Alla richiesta di esprimere una valutazione rispetto a cinque anni fa, il 74% degli italiani dichiara che la previdenza è peggiorata, mentre in Finlandia il dato scende al 23%, in Svezia al 40%, in Germania al 41% e nel Regno Unito al 52%; il dato italiano è particolarmente elevato se lo si confronta anche con la media dei 27 Paesi della Ue, pari al 58%.
Le aspettative per il futuro della previdenza sono per il 50% degli italiani di ulteriore peggioramento, mentre molto diverse sono le aspettative in Finlandia (il 14% parla di peggioramento), in Svezia (20%) e soprattutto in Francia, dove il 23% parla di peggioramento, ma ben il 28% si aspetta un miglioramento. L’Italia è sotto al valore medio europeo (40%), mentre solo spagnoli e greci sono portatori di aspettative meno positive degli italiani.
“C’è una torsione evidente del ruolo sociale della previdenza, un suo progressivo diventare agli occhi degli italiani un problema più che una risorsa, un sistema minato dall’interno da contraddizioni, che costa tanto in generale e copre poco in particolare, con bassi redditi pensionistici attuali e futuri”, commenta il Censis, secondo i quali l’idea che ormai veicola agli italiani, e più ancora ai giovani, quando guardano al loro futuro, è quella di essere “condannati a pensioni basse”.

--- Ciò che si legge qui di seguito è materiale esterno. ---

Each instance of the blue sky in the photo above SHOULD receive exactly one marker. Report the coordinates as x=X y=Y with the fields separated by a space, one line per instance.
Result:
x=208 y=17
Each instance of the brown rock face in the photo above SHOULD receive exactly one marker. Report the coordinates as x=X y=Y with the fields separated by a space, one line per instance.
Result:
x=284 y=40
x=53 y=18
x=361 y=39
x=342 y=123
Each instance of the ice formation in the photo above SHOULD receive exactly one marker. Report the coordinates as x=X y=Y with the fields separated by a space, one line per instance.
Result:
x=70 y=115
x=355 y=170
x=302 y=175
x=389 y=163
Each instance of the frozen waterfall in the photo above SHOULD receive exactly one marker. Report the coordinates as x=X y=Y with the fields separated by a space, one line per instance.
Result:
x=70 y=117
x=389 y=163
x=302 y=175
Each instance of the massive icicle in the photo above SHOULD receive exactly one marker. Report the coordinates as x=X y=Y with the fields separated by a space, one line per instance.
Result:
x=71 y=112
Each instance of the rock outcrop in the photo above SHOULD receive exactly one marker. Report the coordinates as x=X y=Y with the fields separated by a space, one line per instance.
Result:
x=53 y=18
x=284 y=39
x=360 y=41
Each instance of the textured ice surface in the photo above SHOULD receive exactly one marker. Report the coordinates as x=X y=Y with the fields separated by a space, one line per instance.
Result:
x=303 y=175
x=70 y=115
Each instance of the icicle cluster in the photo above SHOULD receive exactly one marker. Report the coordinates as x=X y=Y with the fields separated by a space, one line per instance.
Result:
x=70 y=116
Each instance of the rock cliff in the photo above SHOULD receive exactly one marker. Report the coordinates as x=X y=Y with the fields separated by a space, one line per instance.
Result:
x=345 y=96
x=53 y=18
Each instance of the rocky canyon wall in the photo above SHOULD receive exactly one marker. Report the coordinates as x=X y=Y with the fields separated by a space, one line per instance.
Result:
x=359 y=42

Non a caso, tra gli eventi che probabilmente li coinvolgeranno nel corso della loro vita, quasi il 68% reputa molto o abbastanza probabile l’impossibilità di ricevere una pensione adeguata nel futuro, quota che decolla letteralmente tra i giovani a oltre il 93% e rimane alta trasversalmente al corpo sociale. “Le iniquità – conclude il Censis - contribuiscono poi a screditare un sistema che negli ultimi anni ha visto un compattamento gestionale di sapore antico, tutto centrato sull’Inps; tra queste iniquità c’è quella visibile e nota, ma non per questo meno socialmente deleteria, della coesistenza di pensioni molto basse per tanti e pensioni dai valori svettanti per pochi”. Tra i pensionati con pensioni di vecchiaia, il 35% ha un reddito pensionistico inferiore a 1.000 euro mensili e assorbe circa il 14,9% del totale dei redditi pensionistici; laddove il 6,4% che ha almeno 3.000 euro mensili di reddito pensionistico (categoria in cui sono ricomprese anche le pensioni molto elevate) assorbe oltre il 18,7% del totale dell’ammontare delle pensioni erogate.